I rarely speak, while, every day, this canyon says the same thing over and over again. I wonder why it bothers. The place must know itself, and understand itself, so perfectly that there is no need to speak, no need to articulate. So, why? Maybe the canyon does not sing the refraining chorus to benefit itself, maybe it sings for the sake of others. Maybe it sings for me. Then, again, maybe the canyon is like a bird—singing for the pure joy of the song. What do I know? I am here to find out.

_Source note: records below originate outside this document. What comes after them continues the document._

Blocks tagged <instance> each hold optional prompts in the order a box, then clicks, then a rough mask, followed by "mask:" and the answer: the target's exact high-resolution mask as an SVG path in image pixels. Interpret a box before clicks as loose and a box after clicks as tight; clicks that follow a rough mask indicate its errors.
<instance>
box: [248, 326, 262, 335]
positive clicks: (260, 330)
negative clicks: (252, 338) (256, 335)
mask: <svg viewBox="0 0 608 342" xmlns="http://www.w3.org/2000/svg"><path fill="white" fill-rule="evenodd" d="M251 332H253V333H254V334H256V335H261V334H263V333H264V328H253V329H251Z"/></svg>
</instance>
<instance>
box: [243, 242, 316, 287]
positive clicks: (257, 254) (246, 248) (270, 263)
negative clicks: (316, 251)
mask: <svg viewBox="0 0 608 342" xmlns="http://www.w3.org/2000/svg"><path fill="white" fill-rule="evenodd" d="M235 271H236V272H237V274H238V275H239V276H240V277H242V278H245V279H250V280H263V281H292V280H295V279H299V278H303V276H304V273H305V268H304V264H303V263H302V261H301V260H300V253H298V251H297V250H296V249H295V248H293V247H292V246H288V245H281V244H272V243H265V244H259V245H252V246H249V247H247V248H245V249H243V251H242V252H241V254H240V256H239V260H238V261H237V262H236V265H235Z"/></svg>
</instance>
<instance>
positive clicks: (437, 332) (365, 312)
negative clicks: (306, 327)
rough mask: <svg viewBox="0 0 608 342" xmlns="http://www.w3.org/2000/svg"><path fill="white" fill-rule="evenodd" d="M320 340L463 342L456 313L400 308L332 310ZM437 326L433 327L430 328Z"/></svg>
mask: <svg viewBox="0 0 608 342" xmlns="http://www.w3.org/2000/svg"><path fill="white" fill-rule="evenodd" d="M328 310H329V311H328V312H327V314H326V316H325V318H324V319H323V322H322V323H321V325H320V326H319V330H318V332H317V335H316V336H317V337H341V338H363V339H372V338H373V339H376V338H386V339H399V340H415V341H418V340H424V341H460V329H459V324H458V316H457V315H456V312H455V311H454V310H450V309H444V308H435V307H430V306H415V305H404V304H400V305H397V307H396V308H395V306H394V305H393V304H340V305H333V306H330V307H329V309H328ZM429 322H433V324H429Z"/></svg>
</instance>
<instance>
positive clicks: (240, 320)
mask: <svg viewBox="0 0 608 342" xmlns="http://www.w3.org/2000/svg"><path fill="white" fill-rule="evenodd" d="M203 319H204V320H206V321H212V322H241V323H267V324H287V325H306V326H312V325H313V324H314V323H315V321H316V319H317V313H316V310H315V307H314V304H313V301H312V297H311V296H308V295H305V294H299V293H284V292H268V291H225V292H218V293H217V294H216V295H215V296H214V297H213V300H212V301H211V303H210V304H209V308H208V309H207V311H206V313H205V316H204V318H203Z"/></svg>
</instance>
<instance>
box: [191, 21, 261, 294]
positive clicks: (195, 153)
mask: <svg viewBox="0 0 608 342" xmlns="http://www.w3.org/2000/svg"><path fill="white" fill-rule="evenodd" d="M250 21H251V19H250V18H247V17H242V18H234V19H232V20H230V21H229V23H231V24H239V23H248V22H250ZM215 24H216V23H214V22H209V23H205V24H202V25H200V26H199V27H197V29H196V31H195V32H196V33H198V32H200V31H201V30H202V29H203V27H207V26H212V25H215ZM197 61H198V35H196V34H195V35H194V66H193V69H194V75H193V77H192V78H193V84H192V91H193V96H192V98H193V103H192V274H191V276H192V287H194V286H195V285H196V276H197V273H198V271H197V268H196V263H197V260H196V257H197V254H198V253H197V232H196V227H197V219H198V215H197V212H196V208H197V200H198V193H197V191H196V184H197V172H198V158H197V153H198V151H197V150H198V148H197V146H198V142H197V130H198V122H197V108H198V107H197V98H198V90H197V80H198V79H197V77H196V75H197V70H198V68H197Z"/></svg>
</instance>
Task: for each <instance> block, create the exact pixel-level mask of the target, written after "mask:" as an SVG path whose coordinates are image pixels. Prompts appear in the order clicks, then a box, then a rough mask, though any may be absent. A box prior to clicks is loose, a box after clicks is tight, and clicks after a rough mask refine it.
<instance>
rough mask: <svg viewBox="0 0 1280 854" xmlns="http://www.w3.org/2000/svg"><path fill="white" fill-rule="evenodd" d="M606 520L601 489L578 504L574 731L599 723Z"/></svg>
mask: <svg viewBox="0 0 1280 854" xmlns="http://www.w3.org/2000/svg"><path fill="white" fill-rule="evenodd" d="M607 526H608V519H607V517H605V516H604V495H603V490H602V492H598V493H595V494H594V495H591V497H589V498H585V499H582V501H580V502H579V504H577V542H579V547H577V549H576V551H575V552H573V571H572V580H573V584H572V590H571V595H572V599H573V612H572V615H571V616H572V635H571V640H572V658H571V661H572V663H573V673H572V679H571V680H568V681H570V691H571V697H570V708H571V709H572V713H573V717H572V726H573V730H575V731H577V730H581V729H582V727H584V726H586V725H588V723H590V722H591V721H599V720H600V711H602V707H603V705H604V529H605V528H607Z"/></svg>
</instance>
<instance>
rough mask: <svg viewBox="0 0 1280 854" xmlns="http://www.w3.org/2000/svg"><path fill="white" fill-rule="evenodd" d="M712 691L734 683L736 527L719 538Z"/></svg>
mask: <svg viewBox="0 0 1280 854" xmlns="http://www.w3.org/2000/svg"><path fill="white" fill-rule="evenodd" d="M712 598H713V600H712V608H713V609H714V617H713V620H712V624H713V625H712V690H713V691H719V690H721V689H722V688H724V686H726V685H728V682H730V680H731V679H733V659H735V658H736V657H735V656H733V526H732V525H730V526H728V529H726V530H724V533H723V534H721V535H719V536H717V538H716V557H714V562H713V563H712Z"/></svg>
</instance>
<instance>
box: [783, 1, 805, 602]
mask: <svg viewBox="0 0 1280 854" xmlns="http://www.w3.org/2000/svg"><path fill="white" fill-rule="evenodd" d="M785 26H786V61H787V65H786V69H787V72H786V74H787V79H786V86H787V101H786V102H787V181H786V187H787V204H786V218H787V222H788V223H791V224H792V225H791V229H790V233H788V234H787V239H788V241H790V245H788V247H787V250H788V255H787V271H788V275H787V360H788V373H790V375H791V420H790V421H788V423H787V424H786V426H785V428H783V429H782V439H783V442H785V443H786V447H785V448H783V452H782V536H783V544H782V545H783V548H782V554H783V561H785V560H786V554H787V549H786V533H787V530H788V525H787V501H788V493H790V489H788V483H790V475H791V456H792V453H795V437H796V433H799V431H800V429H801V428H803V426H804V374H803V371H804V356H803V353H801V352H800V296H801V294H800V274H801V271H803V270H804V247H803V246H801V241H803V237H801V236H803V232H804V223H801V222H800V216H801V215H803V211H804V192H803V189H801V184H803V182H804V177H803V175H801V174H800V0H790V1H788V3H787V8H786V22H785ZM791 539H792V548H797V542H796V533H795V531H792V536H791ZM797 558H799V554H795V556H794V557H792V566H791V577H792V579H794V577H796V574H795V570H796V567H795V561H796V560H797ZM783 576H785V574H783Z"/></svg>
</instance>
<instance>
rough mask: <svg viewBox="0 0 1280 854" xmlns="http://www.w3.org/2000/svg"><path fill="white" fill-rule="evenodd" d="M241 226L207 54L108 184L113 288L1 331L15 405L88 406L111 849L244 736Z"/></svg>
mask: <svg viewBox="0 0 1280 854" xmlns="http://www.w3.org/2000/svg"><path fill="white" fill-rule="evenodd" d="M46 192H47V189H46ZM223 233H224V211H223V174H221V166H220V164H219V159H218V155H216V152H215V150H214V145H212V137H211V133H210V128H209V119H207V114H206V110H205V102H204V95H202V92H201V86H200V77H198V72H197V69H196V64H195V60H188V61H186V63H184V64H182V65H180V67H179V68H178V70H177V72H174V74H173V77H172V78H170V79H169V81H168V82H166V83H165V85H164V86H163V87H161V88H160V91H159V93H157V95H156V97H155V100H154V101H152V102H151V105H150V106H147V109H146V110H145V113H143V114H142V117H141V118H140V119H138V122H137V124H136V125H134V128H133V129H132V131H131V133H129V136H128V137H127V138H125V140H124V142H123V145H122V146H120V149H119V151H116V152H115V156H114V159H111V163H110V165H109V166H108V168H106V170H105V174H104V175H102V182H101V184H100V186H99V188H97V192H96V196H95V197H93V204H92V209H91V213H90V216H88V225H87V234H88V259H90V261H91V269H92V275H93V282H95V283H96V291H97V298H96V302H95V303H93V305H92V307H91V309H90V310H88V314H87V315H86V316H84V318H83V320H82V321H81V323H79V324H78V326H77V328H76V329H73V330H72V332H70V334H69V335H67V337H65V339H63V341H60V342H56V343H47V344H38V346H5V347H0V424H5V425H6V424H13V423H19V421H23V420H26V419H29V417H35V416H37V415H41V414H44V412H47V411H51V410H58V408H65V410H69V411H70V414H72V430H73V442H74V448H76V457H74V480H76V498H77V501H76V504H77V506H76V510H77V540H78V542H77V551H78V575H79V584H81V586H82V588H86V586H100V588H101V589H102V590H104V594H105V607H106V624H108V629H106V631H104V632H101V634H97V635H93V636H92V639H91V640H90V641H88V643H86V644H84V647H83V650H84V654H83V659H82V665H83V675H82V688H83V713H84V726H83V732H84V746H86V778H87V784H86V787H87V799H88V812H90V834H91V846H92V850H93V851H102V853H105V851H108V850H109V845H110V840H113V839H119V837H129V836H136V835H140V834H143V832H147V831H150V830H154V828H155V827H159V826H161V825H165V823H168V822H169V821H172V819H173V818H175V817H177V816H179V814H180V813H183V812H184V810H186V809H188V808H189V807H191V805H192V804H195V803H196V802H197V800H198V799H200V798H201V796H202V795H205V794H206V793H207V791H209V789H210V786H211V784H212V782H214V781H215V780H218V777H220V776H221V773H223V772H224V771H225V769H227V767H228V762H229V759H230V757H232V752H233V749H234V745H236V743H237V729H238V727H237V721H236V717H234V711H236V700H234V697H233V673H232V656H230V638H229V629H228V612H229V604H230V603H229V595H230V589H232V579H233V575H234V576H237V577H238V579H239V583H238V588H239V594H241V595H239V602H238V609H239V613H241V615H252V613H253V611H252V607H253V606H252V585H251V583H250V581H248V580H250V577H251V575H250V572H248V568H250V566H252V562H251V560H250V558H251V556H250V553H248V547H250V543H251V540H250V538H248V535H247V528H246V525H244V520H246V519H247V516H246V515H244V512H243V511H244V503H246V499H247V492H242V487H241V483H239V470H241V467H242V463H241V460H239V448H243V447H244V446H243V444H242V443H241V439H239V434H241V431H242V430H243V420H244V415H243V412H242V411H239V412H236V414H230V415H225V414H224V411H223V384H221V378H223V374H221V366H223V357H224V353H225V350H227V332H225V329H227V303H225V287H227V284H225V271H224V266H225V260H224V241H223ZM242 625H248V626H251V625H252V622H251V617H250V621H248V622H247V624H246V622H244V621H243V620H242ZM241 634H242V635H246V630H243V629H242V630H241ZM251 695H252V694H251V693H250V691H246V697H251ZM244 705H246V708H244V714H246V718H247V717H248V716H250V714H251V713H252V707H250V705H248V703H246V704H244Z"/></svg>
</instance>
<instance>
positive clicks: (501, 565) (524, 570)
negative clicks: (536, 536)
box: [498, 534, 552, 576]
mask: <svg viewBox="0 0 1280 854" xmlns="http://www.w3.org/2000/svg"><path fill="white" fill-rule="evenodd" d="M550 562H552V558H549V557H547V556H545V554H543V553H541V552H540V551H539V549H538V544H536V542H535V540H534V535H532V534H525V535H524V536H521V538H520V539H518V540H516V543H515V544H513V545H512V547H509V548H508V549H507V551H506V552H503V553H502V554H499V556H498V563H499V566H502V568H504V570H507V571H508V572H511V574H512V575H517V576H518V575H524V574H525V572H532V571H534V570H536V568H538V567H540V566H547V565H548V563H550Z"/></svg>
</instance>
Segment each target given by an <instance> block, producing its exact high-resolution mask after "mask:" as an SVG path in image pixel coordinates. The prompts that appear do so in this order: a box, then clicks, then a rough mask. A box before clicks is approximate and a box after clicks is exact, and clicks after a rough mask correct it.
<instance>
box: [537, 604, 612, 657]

I am a world-shifter. My focus changes my image of the world. I go on a hike and transform the cottonwood bosque into a square foot of bark with an unknown caterpillar climbing up-trunk. I climb the mesa and turn the landscape into two ravens circling in a gaping chasm of air.
I came here for inspiration, but the thing I like most is how little I want to say. Some days I go for walks. Some days I look out the window. Both days, it is the same arrival: I come home.
When it rains, the water does not sink, it floods off the surface, gravity bound toward some passage. Within minutes the normally dry creek beds fill and flow with thick brown water. Later there will be pools that last for days, surrounded by animal tracks. The landscape here seems equally impervious to my description. My words pool on the hard dry surface of rock and sand.
Yes, I hear voices. Words speak in every atom. I hear the grammar of the universe. How many million, maybe billion years—and always the same speech, the same word said in many voices, one verb: to be. And, I think, if you are lucky: to live. I used to give my writing students a list of words to avoid. Sometimes those words blossom into meaning: have been, have being, to be….
The longer I live under these canyon walls and study the ponderosa-studded mesa tops and the glow in the shimmer of cottonwood, the more expansive is the world into which I become insignificant.